AttrSeg: Open-Vocabulary Semantic Segmentation via Attribute Decomposition-Aggregation

Chaofan Ma,Yuhuan Yang,Chen Ju,Fei Zhang,Ya Zhang,Yanfeng Wang
2024-01-06
Abstract:Open-vocabulary semantic segmentation is a challenging task that requires segmenting novel object categories at inference time. Recent studies have explored vision-language pre-training to handle this task, but suffer from unrealistic assumptions in practical scenarios, i.e., low-quality textual category names. For example, this paradigm assumes that new textual categories will be accurately and completely provided, and exist in lexicons during pre-training. However, exceptions often happen when encountering ambiguity for brief or incomplete names, new words that are not present in the pre-trained lexicons, and difficult-to-describe categories for users. To address these issues, this work proposes a novel attribute decomposition-aggregation framework, AttrSeg, inspired by human cognition in understanding new concepts. Specifically, in the decomposition stage, we decouple class names into diverse attribute descriptions to complement semantic contexts from multiple perspectives. Two attribute construction strategies are designed: using large language models for common categories, and involving manually labeling for human-invented categories. In the aggregation stage, we group diverse attributes into an integrated global description, to form a discriminative classifier that distinguishes the target object from others. One hierarchical aggregation architecture is further proposed to achieve multi-level aggregations, leveraging the meticulously designed clustering module. The final results are obtained by computing the similarity between aggregated attributes and images embeddings. To evaluate the effectiveness, we annotate three types of datasets with attribute descriptions, and conduct extensive experiments and ablation studies. The results show the superior performance of attribute decomposition-aggregation.
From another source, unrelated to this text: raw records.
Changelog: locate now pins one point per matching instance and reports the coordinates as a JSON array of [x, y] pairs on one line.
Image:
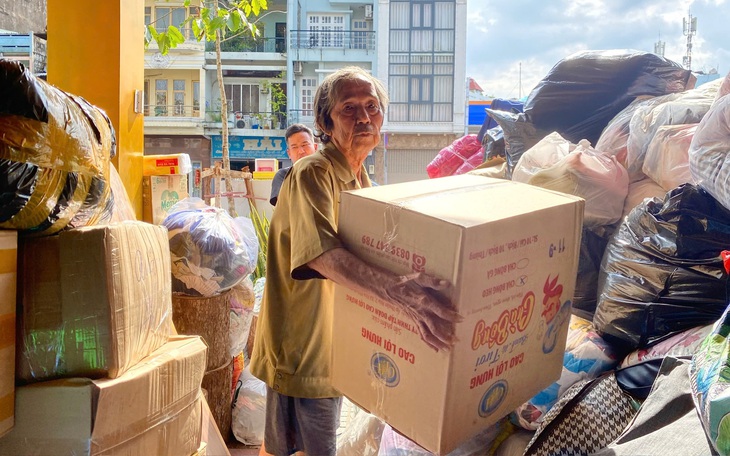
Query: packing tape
[[8, 260], [7, 330], [7, 405]]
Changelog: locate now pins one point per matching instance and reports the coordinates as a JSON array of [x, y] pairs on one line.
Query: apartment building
[[416, 47]]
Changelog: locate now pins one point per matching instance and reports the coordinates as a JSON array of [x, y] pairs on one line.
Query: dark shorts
[[296, 424]]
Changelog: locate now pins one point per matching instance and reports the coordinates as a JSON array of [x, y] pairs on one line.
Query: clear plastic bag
[[667, 156], [210, 251]]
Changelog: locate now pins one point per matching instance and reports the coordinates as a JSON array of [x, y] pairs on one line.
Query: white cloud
[[502, 34]]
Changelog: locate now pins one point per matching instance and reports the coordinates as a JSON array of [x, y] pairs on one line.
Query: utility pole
[[689, 29], [659, 47]]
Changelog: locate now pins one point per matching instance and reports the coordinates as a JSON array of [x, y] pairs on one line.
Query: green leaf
[[234, 20], [175, 36]]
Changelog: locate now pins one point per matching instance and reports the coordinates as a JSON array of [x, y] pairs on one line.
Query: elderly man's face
[[356, 118], [299, 145]]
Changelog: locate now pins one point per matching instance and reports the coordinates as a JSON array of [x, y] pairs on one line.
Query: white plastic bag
[[556, 164], [709, 153], [667, 157], [248, 418]]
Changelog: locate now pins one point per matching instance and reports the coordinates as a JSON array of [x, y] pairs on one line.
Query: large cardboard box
[[94, 300], [153, 409], [511, 252], [160, 193], [8, 268]]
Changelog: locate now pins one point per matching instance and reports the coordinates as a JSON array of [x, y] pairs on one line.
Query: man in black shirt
[[299, 144]]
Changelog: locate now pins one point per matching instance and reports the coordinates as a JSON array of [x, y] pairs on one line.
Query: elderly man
[[299, 144], [292, 348]]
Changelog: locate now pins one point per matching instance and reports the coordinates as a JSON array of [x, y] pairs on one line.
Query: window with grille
[[326, 30], [178, 95], [243, 98], [309, 86], [360, 31], [196, 97], [160, 97], [173, 15], [421, 60]]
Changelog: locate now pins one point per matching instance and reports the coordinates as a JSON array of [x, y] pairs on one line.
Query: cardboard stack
[[511, 252], [8, 253], [165, 182], [100, 371]]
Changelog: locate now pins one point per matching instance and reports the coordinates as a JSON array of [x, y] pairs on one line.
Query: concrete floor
[[239, 449]]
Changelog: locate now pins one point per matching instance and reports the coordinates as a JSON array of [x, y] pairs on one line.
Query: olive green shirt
[[293, 345]]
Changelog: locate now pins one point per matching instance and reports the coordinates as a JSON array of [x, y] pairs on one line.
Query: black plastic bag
[[583, 92], [55, 150], [662, 272], [592, 246]]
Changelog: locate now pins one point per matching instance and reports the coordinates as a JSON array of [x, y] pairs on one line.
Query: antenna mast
[[659, 47], [689, 29]]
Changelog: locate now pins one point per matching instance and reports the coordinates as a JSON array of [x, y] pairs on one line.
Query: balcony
[[246, 122], [173, 119], [306, 39], [190, 43], [246, 43]]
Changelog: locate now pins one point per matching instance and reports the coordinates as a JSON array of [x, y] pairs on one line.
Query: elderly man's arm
[[419, 295]]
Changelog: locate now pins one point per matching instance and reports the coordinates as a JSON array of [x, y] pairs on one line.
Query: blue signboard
[[248, 147]]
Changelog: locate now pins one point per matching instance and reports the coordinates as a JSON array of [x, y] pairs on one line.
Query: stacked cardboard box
[[8, 253], [94, 300], [165, 183], [95, 315], [511, 252], [155, 408]]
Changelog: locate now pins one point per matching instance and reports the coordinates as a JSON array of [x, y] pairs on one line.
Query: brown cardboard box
[[95, 300], [8, 265], [155, 408], [504, 246], [160, 193]]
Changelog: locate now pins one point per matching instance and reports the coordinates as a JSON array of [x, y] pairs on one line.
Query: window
[[178, 94], [243, 98], [421, 60], [326, 30], [147, 21], [360, 34], [146, 97], [160, 97], [166, 16], [309, 86]]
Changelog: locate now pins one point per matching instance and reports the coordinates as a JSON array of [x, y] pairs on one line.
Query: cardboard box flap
[[158, 387], [117, 294], [465, 200]]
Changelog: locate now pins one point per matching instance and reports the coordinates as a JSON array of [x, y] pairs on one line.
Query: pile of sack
[[646, 361]]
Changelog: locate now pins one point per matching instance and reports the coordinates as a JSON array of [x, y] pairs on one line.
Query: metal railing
[[307, 39], [300, 115], [245, 43], [171, 111], [250, 120]]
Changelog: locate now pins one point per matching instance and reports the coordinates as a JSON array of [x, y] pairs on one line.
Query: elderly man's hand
[[420, 295]]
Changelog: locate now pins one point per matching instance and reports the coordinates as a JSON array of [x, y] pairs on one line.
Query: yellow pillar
[[96, 50]]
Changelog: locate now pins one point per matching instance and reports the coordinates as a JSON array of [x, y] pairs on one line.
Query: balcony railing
[[171, 111], [245, 43], [307, 39], [300, 115]]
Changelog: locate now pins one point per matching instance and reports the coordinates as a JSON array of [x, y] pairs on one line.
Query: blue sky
[[513, 41]]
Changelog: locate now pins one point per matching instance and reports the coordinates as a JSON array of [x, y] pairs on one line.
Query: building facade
[[416, 47]]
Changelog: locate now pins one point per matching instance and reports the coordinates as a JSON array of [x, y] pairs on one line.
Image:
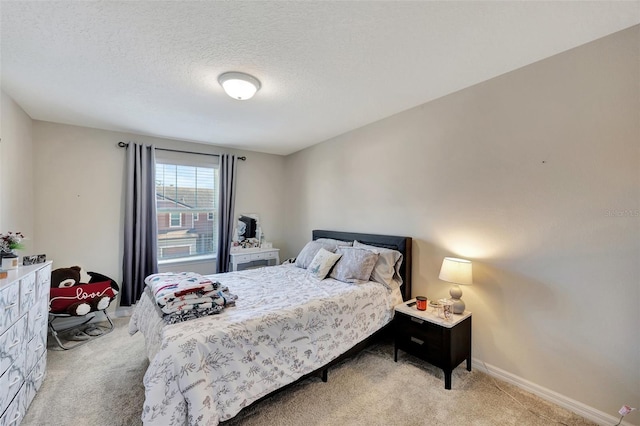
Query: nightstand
[[423, 334]]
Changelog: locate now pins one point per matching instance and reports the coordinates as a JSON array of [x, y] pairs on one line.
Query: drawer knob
[[14, 419], [416, 340]]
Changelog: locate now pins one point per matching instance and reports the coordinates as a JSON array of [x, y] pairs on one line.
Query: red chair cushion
[[61, 298]]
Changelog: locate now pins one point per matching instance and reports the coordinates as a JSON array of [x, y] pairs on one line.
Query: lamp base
[[458, 304]]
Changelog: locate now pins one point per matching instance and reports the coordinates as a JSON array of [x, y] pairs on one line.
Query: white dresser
[[251, 255], [24, 312]]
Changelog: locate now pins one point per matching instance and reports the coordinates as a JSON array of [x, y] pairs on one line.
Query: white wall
[[535, 176], [16, 172], [80, 192]]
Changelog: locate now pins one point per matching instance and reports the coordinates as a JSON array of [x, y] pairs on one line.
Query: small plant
[[11, 241]]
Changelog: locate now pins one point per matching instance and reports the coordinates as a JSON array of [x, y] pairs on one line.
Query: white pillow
[[387, 268], [337, 243], [322, 263], [309, 251], [355, 265]]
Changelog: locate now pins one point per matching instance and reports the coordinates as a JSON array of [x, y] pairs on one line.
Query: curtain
[[140, 227], [226, 204]]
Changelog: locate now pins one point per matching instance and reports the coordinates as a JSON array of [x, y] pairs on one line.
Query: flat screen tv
[[249, 227]]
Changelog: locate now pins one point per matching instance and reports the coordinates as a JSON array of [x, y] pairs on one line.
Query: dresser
[[252, 255], [24, 308]]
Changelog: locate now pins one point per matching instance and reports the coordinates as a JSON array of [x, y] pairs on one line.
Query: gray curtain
[[226, 206], [140, 227]]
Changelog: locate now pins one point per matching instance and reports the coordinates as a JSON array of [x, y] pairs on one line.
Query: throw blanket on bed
[[182, 296], [286, 323]]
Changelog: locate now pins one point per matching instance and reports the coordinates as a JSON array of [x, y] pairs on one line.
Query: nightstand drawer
[[418, 331]]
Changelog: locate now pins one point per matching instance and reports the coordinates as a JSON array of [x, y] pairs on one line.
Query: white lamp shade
[[239, 85], [457, 271]]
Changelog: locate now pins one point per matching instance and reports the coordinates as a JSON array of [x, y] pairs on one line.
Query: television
[[249, 225]]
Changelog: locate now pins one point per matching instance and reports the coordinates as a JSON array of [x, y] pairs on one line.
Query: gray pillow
[[337, 243], [387, 268], [310, 250], [355, 265]]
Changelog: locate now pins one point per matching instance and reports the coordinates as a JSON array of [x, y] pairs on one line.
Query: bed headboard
[[402, 244]]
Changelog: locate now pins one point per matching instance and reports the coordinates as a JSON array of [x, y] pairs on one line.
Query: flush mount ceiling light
[[239, 85]]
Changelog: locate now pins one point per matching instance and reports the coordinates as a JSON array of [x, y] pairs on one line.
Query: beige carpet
[[100, 383]]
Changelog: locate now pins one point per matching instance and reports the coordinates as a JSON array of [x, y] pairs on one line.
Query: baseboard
[[577, 407]]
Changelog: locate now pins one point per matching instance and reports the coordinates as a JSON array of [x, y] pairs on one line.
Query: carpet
[[100, 384]]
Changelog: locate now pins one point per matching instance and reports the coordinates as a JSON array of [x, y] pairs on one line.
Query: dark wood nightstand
[[442, 343]]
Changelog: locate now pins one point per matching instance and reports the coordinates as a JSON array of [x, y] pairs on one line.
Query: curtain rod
[[124, 145]]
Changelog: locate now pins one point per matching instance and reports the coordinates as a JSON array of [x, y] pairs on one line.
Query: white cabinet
[[24, 308], [250, 255]]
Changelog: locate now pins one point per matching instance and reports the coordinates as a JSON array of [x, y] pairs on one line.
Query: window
[[175, 220], [186, 186]]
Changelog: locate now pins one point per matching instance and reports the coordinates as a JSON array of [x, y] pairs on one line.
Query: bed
[[286, 325]]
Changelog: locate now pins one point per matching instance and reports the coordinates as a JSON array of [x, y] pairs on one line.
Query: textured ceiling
[[151, 67]]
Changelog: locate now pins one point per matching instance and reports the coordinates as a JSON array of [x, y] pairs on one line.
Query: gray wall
[[533, 175]]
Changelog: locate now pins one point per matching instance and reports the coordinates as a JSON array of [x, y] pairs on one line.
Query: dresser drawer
[[35, 349], [9, 305], [243, 258], [38, 318], [12, 344], [27, 293], [43, 282], [10, 383], [33, 382]]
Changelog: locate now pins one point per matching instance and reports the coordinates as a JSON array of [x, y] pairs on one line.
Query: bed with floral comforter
[[285, 324]]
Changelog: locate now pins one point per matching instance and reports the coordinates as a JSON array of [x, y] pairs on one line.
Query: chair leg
[[90, 316]]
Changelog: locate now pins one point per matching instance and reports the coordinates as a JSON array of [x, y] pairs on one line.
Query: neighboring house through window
[[186, 187]]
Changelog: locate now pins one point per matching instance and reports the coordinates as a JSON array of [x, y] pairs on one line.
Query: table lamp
[[456, 271]]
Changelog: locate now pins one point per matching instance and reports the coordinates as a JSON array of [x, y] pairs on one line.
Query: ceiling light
[[239, 85]]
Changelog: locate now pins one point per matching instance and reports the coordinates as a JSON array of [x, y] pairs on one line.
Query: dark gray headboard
[[402, 244]]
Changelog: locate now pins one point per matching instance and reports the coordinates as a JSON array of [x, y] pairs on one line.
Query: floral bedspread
[[285, 324]]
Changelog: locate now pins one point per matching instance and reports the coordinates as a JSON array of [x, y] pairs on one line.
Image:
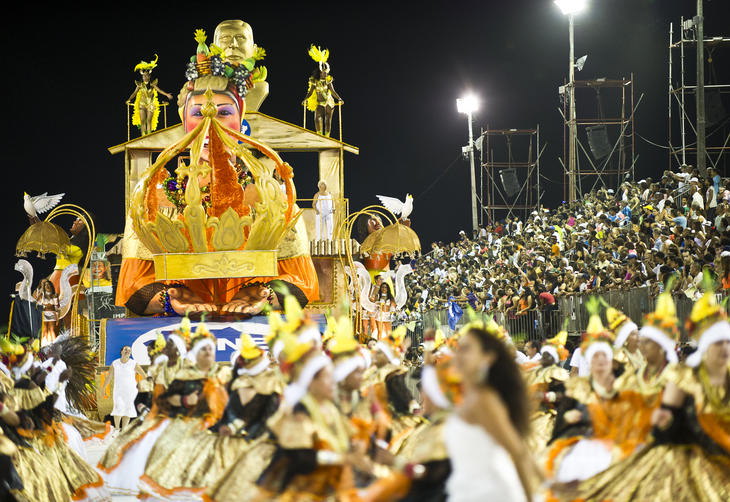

Computer Vision and Pattern Recognition,Artificial Intelligence
What problem does this paper attempt to address?
The paper attempts to address the issue of low-quality new category names in practical applications of the Open-Vocabulary Semantic Segmentation (OVSS) task. Specifically, existing methods usually assume that new text category names are accurate, complete, and present in the pre-trained vocabulary. However, this assumption often does not hold in real-world scenarios, mainly due to the following three problems: 1. **Ambiguity**: Short or incomplete names can lead to lexical ambiguity, affecting semantic differentiation ability. 2. **New Words**: Newly emerged words may not be in the pre-trained vocabulary, causing the pre-trained language model to fail in interpreting their semantics. 3. **Difficult to Name**: Some categories may not have known or easily describable names, especially those involving technical terms, rare animal names, etc. To address these issues, the authors propose a new framework based on Attribute Decomposition-Aggregation, called AttrSeg. The main contributions of this framework include: - **Attribute Decomposition**: Decomposing category names into multiple attribute descriptions to supplement semantic context and improve semantic differentiation ability. - **Attribute Aggregation**: Integrating multiple attribute descriptions into a global description through a multi-level aggregation architecture to form a discriminative classifier. - **Dataset Construction**: Constructing detailed attribute descriptions for existing datasets (such as PASCAL and COCO) as well as newly collected datasets (such as Fantastic Beasts). Through these methods, AttrSeg can better handle OVSS issues in practical applications and improve segmentation performance.